Sur les frais irrépétibles
En application de l’article 700 du code de procédure civile, le juge condamne la partie tenue aux dépens ou qui perd son procès à payer à l’autre partie la somme qu’il détermine, au titre des frais exposés et non compris dans les dépens. Dans tous les cas, le juge tient compte de l’équité ou de la situation économique de la partie condamnée. Il peut, même d’office, pour des raisons tirées des mêmes considérations, dire qu’il n’y a pas lieu à ces condamnations.
En l’espèce, condamnée aux dépens, la S.A.R.L. VOLKSWAGEN BANK GMBH sera condamnée à payer à Mme [G] [E] une somme qu’il est équitable de fixer à 2.000 euros, sur le fondement de l’article 700 du code de procédure civile.
Sa propre demande au titre de l’article 700 du code de procédure civile sera rejetée.
Sur l’exécution provisoire
Aux termes des articles 514 et 514-1 du code de procédure civile dans sa rédaction issue du décret n°2019-1333 du 11 décembre 2019, les décisions de première instance sont de droit exécutoires à titre provisoire à moins que la loi ou la décision rendue n’en dispose autrement.

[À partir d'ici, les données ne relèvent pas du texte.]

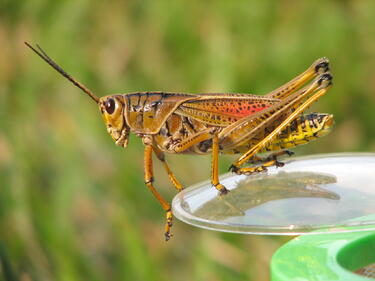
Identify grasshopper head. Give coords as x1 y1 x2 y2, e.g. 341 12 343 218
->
98 95 130 147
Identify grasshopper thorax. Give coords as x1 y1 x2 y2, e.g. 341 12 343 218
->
98 95 130 147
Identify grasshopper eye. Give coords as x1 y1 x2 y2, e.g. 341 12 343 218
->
104 98 116 114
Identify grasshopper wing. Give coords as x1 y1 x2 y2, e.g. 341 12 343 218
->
175 94 280 127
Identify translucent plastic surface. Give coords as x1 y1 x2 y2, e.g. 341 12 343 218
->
172 153 375 235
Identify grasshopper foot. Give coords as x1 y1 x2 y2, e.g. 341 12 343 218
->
164 209 173 241
315 58 329 74
214 183 229 196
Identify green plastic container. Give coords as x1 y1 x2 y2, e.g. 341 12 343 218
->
271 215 375 281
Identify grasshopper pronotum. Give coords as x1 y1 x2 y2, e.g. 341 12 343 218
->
25 42 333 240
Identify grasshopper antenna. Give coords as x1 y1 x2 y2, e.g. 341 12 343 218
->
25 42 99 103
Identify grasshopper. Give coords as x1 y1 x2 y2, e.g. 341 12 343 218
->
25 42 333 240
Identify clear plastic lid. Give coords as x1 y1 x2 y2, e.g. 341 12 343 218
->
172 153 375 235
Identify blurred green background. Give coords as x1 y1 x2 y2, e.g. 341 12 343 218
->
0 0 375 281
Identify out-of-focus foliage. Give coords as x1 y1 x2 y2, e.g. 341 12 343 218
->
0 0 375 281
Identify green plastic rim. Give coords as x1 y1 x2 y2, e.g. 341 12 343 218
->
271 214 375 281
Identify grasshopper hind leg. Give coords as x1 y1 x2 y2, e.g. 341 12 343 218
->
229 73 332 174
236 150 294 175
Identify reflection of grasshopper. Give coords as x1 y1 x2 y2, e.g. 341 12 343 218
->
26 43 332 240
194 172 340 221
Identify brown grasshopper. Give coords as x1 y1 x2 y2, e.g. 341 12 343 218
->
25 42 333 240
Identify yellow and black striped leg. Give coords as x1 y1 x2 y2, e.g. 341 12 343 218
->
230 75 332 174
211 133 229 195
144 144 173 238
152 146 184 192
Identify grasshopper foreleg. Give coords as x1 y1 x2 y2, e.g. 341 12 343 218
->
211 133 229 195
152 146 184 192
242 150 294 175
144 144 173 241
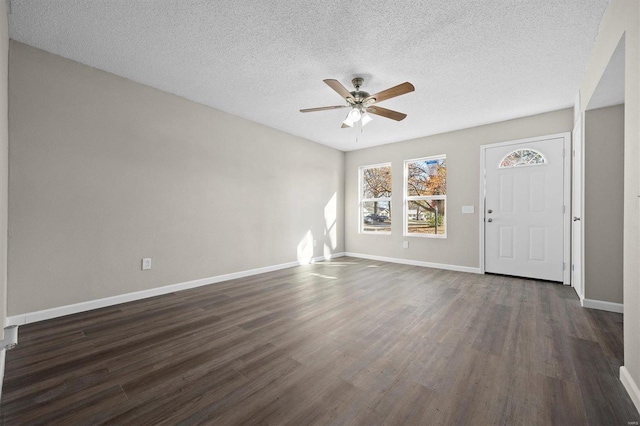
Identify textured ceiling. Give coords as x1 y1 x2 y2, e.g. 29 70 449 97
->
9 0 608 151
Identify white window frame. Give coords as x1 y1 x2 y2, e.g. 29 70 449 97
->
358 163 393 235
402 154 449 238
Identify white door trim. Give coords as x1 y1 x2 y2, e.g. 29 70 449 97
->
478 132 571 285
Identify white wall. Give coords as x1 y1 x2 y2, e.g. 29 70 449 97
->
345 109 573 268
6 42 344 316
582 105 624 303
580 0 640 409
0 2 9 339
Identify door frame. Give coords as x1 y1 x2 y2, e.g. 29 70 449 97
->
478 132 571 285
570 112 585 304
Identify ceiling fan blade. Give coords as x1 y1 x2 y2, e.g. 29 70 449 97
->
367 106 407 121
300 105 349 112
365 81 416 102
322 78 356 103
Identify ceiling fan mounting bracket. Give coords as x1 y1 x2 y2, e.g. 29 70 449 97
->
351 77 364 92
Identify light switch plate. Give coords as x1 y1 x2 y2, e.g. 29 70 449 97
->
142 257 151 271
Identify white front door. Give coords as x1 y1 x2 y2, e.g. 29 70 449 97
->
484 137 564 282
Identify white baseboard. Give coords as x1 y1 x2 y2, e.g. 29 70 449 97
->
580 299 624 314
620 365 640 411
7 253 344 326
344 252 480 274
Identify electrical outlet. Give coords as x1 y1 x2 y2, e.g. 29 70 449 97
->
142 257 151 271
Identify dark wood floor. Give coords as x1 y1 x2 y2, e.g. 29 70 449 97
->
1 258 640 425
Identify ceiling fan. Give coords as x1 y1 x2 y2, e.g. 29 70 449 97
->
300 77 415 129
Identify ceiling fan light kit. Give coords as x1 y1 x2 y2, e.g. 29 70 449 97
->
300 77 415 128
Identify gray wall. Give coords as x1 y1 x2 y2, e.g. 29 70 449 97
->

Le juge peut écarter l’exécution provisoire de droit lorsqu’elle est incompatible avec la nature de l’affaire.
En l’espèce, compte tenu de l’absence de motif dérogatoire, il sera rappelé que la présente décision est exécutoire de plein droit par provision.
PAR CES MOTIFS
Le tribunal, statuant publiquement, par jugement contradictoire et en premier ressort, mis à disposition au greffe,
ORDONNE la résiliation judiciaire du contrat de location longue durée conclu le 5 janvier 2023 entre Mme [G] [E] et la S.A.R.L. VOLKSWAGEN BANK GMBH ;
REJETTE la demande en paiement formulée par la S.A.R.L. VOLKSWAGEN BANK GMBH à l’encontre de Mme [G] [E] ;
CONDAMNE la S.A.R.L. VOLKSWAGEN BANK GMBH à payer à Mme [G] [E] la somme de 4.349,42 euros au titre des sommes indument perçues ;
CONDAMNE la S.A.R.L. VOLKSWAGEN BANK GMBH à payer à Mme [G] [E] la somme de 2.000 euros au titre des dommages et intérêts ;
CONDAMNE la S.A.R.L. VOLKSWAGEN BANK GMBH à payer à Mme [G] [E] une indemnité de 2.000 euros au titre de l’article 700 du code de procédure civile ;
REJETTE la demande de la S.A.R.L. VOLKSWAGEN BANK GMBH fondée sur l’article 700 du code de procédure civile ;
CONDAMNE la S.A.R.L. VOLKSWAGEN BANK GMBH aux dépens ;
RAPPELLE que l’exécution provisoire du présent jugement est de droit ;
En foi de quoi, la présente décision a été signée par la présidente et la greffière.